- Born: December 27, 1947 Windom, Minnesota
- Died: September 24, 2013 (aged 65) St. Anthony, Minnesota
- Education: Minnesota State University, Mankato
- Occupations: politician, businesswoman
- Office: Member of the Minnesota House of Representatives
- Term: 1995–2004
- Political party: Republican

= Elaine Harder =

American politician and businesswoman

Elaine Rupp Harder (December 27, 1947 – September 24, 2013) was an American politician and businesswoman. She served in the Minnesota House of Representatives from 1995 until 2004 as a member of the Republican Party.

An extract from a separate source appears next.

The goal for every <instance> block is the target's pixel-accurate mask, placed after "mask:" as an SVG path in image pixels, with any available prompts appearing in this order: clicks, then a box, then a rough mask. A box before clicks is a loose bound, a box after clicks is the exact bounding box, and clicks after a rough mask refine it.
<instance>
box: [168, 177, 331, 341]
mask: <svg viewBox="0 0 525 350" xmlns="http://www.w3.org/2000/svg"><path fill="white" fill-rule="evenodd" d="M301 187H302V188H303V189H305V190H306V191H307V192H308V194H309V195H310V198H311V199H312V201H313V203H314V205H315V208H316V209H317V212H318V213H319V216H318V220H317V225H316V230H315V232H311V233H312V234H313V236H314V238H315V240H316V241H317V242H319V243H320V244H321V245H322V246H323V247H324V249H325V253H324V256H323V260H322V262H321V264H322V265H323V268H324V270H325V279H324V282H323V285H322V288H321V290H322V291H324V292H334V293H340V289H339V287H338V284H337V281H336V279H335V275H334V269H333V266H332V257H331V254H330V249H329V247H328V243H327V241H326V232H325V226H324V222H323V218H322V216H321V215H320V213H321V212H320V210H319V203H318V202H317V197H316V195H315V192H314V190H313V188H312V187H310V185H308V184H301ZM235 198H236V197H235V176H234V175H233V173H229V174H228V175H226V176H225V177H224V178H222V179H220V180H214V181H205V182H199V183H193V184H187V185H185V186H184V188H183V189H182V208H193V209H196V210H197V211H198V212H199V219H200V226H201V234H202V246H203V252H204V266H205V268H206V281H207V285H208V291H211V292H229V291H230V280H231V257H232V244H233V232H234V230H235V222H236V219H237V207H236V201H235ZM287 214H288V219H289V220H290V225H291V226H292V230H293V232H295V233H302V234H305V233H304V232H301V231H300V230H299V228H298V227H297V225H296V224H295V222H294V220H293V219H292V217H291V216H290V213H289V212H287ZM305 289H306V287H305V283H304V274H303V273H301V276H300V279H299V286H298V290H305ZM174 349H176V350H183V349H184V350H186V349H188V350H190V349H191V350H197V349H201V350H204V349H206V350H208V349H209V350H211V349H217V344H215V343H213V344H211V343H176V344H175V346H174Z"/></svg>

==Early life and education==
Born in Windom, Minnesota, Harder pursued her higher education at Minnesota State University, Mankato, where she received her bachelor's degree.

==Career==
Harder worked in various roles including a home economics teacher, a sales representative for a printing and office supplies company, and a sales and marketing agent for a family cattle company. Additionally, she served as a 4-H youth development agent with the University of Minnesota Extension Service in Cottonwood County, where she has been involved since her youth.

==Political career==
In 1995, Harder embarked on her political career when she was elected to the Minnesota House of Representatives, where she served until 2004. As a representative, she was known for her contributions to the state legislature as a member of the Republican Party.

==Personal life==
Harder lived in Jackson, Minnesota where she and her husband, who ran unsuccessfully for the state Senate in 1990, owned and operated an insurance agency. She was a Lutheran and sang in her church choir.

==Death==
Harder died on September 24, 2013, in St. Anthony, Minnesota.